Groq, a secretive semiconductor startup known for developing chips to accelerate generative AI models, is expanding its focus towards enterprise and the public sector. The company has introduced a new division, Groq Systems, with the aim of broadening its customer and developer ecosystem. Groq Systems will target organizations, including government agencies, interested in integrating Groq’s chips into existing data centers or constructing new data centers employing Groq processors.
As part of this expansion, Groq has acquired Definitive Intelligence, a Palo Alto-based company specializing in business-oriented AI solutions like chatbots and data analytics tools.
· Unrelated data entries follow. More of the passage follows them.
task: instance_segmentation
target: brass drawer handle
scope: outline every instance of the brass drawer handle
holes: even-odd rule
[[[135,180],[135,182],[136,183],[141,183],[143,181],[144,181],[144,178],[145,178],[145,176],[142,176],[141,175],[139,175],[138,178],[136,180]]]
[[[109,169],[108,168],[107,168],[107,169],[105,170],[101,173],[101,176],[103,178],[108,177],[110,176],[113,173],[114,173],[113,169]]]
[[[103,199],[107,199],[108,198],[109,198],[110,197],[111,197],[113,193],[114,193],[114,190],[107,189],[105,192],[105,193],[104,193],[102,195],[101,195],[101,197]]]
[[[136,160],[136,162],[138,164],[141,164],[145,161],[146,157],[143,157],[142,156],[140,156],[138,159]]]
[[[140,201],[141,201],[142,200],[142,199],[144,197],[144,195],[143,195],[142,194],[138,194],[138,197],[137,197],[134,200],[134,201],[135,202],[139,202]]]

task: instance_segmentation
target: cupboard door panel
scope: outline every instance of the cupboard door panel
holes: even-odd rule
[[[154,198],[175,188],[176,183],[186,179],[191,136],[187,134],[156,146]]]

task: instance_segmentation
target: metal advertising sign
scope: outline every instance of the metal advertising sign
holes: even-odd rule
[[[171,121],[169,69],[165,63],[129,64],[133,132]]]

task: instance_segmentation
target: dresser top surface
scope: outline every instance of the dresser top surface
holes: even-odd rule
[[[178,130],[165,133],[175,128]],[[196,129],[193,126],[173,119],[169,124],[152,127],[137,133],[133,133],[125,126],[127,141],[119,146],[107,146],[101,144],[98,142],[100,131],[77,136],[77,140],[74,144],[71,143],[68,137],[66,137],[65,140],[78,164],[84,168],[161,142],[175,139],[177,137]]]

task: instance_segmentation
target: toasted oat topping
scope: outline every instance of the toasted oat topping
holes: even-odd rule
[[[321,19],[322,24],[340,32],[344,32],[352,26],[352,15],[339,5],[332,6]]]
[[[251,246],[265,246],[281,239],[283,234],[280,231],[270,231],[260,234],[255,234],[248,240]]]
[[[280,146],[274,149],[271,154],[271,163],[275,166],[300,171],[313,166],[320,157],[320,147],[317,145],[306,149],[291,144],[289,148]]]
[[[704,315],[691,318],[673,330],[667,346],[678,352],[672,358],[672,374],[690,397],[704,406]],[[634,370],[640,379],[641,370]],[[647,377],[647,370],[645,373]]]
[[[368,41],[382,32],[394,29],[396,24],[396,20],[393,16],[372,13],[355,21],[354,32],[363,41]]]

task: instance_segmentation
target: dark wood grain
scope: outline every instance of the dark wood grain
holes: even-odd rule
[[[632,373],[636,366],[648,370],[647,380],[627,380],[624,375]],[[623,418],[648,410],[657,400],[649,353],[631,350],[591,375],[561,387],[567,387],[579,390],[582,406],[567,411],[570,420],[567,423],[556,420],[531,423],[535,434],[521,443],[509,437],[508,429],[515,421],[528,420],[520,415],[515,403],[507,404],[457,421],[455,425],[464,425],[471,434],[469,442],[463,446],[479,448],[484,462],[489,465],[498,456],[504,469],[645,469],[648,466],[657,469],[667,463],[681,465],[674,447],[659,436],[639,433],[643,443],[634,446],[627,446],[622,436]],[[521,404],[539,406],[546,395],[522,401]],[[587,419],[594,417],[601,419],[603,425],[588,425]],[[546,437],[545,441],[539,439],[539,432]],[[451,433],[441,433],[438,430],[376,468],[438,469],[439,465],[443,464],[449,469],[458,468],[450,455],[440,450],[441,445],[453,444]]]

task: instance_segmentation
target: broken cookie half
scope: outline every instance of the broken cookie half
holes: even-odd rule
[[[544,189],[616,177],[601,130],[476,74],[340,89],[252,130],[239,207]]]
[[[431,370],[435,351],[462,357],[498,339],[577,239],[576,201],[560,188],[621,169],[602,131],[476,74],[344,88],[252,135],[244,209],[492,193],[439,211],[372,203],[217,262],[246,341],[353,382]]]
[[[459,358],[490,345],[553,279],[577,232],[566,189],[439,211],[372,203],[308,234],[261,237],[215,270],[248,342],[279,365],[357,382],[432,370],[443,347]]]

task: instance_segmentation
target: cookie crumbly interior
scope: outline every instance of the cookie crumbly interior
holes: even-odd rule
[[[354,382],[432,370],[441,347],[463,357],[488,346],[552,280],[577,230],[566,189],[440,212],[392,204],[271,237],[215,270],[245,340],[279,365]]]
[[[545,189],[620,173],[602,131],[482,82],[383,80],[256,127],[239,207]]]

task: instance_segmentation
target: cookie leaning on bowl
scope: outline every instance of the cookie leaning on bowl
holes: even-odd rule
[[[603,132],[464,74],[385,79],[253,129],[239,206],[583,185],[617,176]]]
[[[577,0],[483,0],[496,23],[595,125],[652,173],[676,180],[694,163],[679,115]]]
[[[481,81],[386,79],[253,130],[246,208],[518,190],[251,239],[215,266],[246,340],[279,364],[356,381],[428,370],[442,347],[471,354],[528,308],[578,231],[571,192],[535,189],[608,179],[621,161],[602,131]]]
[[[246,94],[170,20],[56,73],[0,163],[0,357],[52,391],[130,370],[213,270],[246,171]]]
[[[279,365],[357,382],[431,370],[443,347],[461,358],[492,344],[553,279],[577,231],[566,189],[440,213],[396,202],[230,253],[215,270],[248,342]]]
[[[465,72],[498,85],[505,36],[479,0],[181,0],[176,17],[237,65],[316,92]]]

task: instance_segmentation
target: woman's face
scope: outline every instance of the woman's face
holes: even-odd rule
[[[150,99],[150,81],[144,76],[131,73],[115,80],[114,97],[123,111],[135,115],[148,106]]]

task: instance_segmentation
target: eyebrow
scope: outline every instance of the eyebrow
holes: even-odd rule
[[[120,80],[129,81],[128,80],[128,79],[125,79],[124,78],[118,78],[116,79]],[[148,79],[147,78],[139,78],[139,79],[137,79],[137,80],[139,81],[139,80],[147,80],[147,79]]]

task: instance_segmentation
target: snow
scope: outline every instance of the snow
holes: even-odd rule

The former CEO of Definitive Intelligence, Sunny Madra, now leads GroqCloud, Groq’s cloud platform providing hardware documentation, code samples, and API access for its cloud-hosted accelerators.
Jonathan Ross, Groq’s co-founder and CEO, expressed the company’s commitment to making AI technology accessible and affordable to all innovative minds. Acquiring Definitive Intelligence brings expertise in AI solutions and go-to-market strategies, aligning with Groq’s mission of democratizing AI capabilities.
Definitive Intelligence, founded by Sunny Madra and Gavin Sherry, offers GenAI products such as OpenAssistants for chatbot development and Advisor for data visualization connecting enterprise and public databases. Their tool Pioneer serves as an autonomous data science agent for data analytics tasks and predictive modeling.
Groq’s innovative LPU (language processing unit) inference engine is designed to power large language models with increased speed and efficiency. With claims of running models like OpenAI’s ChatGPT and GPT-4 at 10x the speed, Groq aims to revolutionize generative AI processes.
Jonathan Ross, credited with inventing Google’s tensor processing unit (TPU), leads Groq’s cutting-edge advancements in AI chip technology. The acquisition of Definitive Intelligence marks Groq’s strategic move in a competitive market, following a previous acquisition of Maxeler Technologies. This trajectory suggests Groq’s intent to solidify its position in custom AI chip development amid growing competition.